Ask HN: How to donate $1k to open source? - schafele
Let&#x27;s consider I am a company and I want to donate 1000$ for Open Source projects and Open Source libraries as I am using them heavily. What can I do?<p>Option 1: Pick my favorite project and send them 1000$ -&gt; simple but only one project benefits from my donation
Option 1: Find projects or libs I am using and accept donations, use their donation systems, distribute the 1000$ -&gt; very time consuming and cumbersome, I have to use different systems, but can support multiple projects. Unfortunately, the donation for one project will be quite small as it is just a fraction of the donation of 1000$.<p>Do you know any platforms or good solutions to distribute the 1000$ or support Open Source so that the 1000$ is used as effectively as possible?
======
samspenc
I would like to slightly disagree with some of the posts here that say $1000
may be too small or not have much of an impact...
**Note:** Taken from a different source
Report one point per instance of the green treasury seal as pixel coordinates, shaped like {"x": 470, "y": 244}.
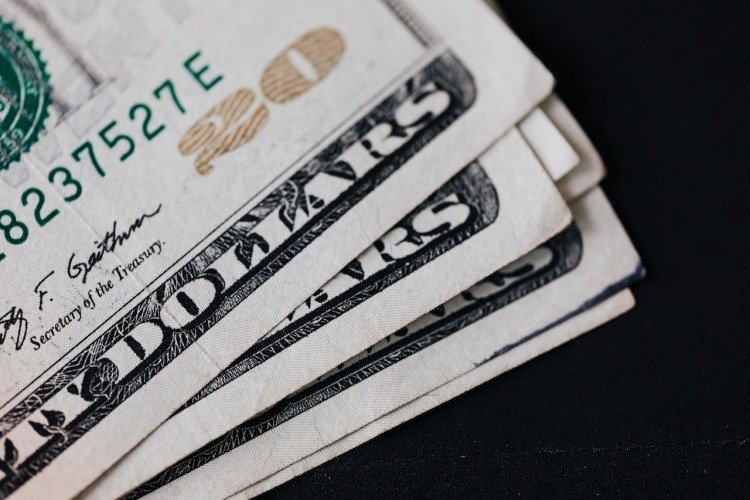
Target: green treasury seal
{"x": 24, "y": 94}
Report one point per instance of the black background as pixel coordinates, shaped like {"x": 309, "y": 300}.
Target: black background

I think of it this way, no matter what you give, it's a great start. While I
have open-sourced some of my apps and libraries, none of them got popular
(except for one CakePHP plugin that had all of 64 stars and as many forks on
GitHub way back in the day). But I think I would be excited with whatever
folks donated, it's a shot in the arm, and more than the money, a validation
that something I did contributed positively to society and was useful to
someone else.

Secondly, if 1000 people thought like you did and donated $1000 each ...
that's $1 million there, enough to hire 5-10 folks to work full-time on that
project. And if all the big cos (I'm looking at you, FAANG) could donate five
or six figure dollar amounts to all the open source projects they use (a
rounding error in their annual revenue / incomes), open source might actually
be a sustainable model, and a win-win for everybody.

------
feross
If you use Node.js, then you can run `npx thanks` to see which of your
dependencies are seeking financial support.

Demo GIF:
[https://github.com/feross/thanks/blob/master/img/example.gif](https://github.com/feross/thanks/blob/master/img/example.gif)

GitHub repo:
[https://github.com/feross/thanks](https://github.com/feross/thanks)

P.S. I am accepting donations here:
[https://feross.org/thanks/](https://feross.org/thanks/)

------
andrefuchs
How about using GitHub Sponsors, OpenCollective or Patreon?

[https://github.com/sponsors](https://github.com/sponsors)
[https://opencollective.com](https://opencollective.com)
[https://www.patreon.com](https://www.patreon.com)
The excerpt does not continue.